What I could never understand when Ringling closed in Pittsburgh and North was there in his private railroad car why he never got out to address his personnel.
He let Rudy Bundy do the dirty work.
Was he ashamed big bertha closed??
Then Concello rose the Phoenix from the flames.
Harry in Texas

Showbiz David said...

Good morning, Harry.
I thought I would have to disappoint you by saying there is little about AMC in my next book -- because the book is not about circus logistics and operations, but mainly about circus performers, producers and directors, about the art of the show itself, as it has evolved over time. And YET, some reassuring news for you: Art Concello, when I ran his name through “find” in my manuscript, occurs quite a few times in a number of let's say cameos.

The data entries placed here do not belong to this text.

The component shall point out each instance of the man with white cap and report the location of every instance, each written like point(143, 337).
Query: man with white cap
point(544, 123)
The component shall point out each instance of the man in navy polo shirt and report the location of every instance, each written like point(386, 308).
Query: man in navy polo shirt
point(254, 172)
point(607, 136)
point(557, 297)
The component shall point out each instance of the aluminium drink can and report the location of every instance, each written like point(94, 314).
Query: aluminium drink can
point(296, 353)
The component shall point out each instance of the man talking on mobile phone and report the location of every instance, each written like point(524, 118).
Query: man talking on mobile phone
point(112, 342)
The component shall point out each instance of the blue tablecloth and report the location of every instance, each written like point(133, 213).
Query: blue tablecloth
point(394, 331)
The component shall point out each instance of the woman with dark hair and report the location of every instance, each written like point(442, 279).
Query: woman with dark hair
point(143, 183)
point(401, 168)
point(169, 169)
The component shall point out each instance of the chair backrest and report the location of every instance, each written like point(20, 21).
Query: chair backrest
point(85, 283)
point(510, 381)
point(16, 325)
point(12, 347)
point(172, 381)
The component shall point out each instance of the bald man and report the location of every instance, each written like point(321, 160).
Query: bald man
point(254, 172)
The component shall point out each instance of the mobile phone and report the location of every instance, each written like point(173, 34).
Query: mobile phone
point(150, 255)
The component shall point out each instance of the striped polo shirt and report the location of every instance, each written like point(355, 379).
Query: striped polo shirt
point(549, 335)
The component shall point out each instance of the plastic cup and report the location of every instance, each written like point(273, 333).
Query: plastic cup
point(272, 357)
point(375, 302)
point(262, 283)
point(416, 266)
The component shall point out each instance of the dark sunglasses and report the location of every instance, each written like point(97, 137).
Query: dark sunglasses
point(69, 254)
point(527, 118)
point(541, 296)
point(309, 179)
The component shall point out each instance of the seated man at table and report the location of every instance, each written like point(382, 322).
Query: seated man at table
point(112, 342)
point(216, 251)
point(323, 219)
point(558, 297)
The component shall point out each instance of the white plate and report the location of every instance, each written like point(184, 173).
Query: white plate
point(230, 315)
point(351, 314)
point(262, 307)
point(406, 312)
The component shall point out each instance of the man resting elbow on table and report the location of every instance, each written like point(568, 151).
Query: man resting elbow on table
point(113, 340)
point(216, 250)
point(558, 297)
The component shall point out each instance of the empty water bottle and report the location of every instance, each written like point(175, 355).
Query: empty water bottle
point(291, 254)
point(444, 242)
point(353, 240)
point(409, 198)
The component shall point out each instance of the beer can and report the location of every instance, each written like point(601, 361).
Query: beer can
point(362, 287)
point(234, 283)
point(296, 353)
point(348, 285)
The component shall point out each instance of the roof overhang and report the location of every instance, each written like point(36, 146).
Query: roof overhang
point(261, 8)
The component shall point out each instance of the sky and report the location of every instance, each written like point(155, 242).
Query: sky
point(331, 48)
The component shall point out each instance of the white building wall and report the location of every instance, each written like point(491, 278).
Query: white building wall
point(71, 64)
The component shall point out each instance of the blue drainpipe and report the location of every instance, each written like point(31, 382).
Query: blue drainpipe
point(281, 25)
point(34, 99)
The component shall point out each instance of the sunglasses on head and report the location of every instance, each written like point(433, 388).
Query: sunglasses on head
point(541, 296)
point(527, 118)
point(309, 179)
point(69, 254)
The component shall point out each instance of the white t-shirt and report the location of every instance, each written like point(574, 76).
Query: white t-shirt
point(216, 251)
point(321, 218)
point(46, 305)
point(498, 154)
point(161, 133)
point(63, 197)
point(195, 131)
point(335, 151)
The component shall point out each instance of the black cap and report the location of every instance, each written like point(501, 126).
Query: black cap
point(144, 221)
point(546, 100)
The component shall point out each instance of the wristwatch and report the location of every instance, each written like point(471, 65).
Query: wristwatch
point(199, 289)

Prominently, when he enters, connected to the School of Bloomington’s great history as a world class circus talent producer, where Art was taught to fly at the Y, then moving forward in his flying accomplishments and how he inspired both his wife Antoinette to achieve the triple, and then Fay Alexander, who did the Big Three and doubled for Tony Curtis in the movie Trapeze. Art is also there being quoted about the tough realities of how circuses survived. So, yes, and relief, the Great Concello, without my even hardly trying, comes vividly through!

CIRCUS HISTORY said...

thanks to Art for keeping Harold's Voise circus scrapbooks after he passed for my family to have and share in a personal blog to those times. C. Voise

TCB said...

Ad hominem attacks on Bill Ballantine doesn't make you a writer. Calling his research BS is a pretty low thing for you.